The 1959–60 Lancashire Cup was the forty-seventh occasion on which the competition had been held. Warrington won the trophy by beating St. Helens by the score of 5-4.

== Background ==

With again no invitation to a junior club this season, the total number of teams entering the competition remained the same at 14.
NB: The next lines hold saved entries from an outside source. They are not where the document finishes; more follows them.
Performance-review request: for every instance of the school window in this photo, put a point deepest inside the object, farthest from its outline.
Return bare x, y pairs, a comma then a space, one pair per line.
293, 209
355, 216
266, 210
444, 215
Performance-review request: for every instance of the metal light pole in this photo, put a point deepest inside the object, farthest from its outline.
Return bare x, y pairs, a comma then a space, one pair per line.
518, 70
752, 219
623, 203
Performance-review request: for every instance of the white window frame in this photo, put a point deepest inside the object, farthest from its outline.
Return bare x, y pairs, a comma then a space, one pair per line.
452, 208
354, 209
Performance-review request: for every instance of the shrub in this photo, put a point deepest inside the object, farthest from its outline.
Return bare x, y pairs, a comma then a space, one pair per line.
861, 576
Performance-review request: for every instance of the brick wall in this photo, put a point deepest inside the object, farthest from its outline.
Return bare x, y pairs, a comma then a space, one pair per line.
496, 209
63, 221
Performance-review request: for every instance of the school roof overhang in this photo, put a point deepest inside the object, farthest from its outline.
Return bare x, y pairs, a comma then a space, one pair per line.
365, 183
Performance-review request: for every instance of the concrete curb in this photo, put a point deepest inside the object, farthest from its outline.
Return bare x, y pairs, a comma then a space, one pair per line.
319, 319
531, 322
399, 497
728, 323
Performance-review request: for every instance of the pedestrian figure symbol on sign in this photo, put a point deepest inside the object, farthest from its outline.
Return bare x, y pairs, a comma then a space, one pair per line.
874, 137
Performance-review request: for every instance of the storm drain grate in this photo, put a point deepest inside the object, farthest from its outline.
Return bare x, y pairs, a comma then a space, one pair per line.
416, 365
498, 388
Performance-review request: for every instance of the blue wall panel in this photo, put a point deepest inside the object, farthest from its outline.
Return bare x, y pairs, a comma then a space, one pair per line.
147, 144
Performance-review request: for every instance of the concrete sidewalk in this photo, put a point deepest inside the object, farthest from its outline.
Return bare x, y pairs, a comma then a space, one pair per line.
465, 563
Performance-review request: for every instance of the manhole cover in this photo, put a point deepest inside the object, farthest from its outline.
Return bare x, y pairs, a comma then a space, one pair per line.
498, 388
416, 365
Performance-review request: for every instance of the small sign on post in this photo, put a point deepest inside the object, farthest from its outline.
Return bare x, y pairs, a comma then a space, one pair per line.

The same fixture format was retained, and due to the number of clubs this resulted in no bye but one “blank” or “dummy” fixture in the first round, and one bye in the second round

== Competition and results ==

=== Round 1 ===
Involved 7 matches (with no bye but one “blank” fixture) and 14 clubs

| Game No | Fixture date | Home team |  | Score |  | Away team | Venue | Att | Rec | Notes | Ref |
|---|---|---|---|---|---|---|---|---|---|---|---|
| 1 | Sat 29 Aug 1959 | Widnes |  | 21-15 |  | Barrow | Naughton Park |  |  |  |  |
| 2 | Sat 29 Aug 1959 | Leigh |  | 12-12 |  | Blackpool Borough | Hilton Park |  |  | 1 |  |
| 3 | Sat 29 Aug 1959 | Salford |  | 45-8 |  | Liverpool City | The Willows |  |  |  |  |
| 4 | Sat 29 Aug 1959 | Whitehaven |  | 23-5 |  | Oldham | Recreation Ground |  |  |  |  |
| 5 | Sat 29 Aug 1959 | Wigan |  | 39-20 |  | Rochdale Hornets | Central Park |  |  |  |  |
| 6 | Sat 29 Aug 1959 | Swinton |  | 9-17 |  | St. Helens | Station Road | 14,000 |  |  |  |
| 7 | Sat 29 Aug 1959 | Workington Town |  | 12-33 |  | Warrington | Derwent Park |  |  |  |  |
| 8 |  | blank |  |  |  | blank |  |  |  |  |  |

=== Round 1 - Replay ===
Involved 1 match

| Game No | Fixture date | Home team |  | Score |  | Away team | Venue | Att | Rec | Notes | Ref |
|---|---|---|---|---|---|---|---|---|---|---|---|
| 1 | Thu 03 Sep 1959 | Blackpool Borough |  | 7-13 |  | Leigh | St Anne's Road Greyhound Stadium |  |  |  |  |

=== Round 2 - quarterfinals ===
Involved 3 matches (with one bye) and 7 clubs

| Game No | Fixture date | Home team |  | Score |  | Away team | Venue | Att | Rec | Notes | Ref |
|---|---|---|---|---|---|---|---|---|---|---|---|
| 1 | Mon 07 Sep 1959 | Wigan |  | 39-15 |  | Salford | Central Park |  |  |  |  |
| 2 | Wed 09 Sep 1959 | Leigh |  | 2-27 |  | Warrington | Kirkhall Lane |  |  |  |  |
| 3 | Wed 09 Sep 1959 | Widnes |  | 9-24 |  | St. Helens | Naughton Park | 16,630 |  |  |  |
| 4 |  | Whitehaven |  |  |  | bye |  |  |  |  |  |

=== Round 3 – semifinals ===
Involved 2 matches and 4 clubs

| Game No | Fixture date | Home team |  | Score |  | Away team | Venue | Att | Rec | Notes | Ref |
|---|---|---|---|---|---|---|---|---|---|---|---|
| 1 | Tue 15 Sep 1959 | Wigan |  | 13-15 |  | Warrington | Central Park |  |  |  |  |
| 2 | Tue 29 Sep 1959 | Whitehaven |  | 2-18 |  | St. Helens | Recreation Ground | 12,500 |  | 2 |  |

=== Final ===
The match was played at Central Park, Wigan, (historically in the county of Lancashire). The attendance was 39,237 and receipts were £6,424. This is the last time the attendance at a Lancashire Cup final would approach 40,000.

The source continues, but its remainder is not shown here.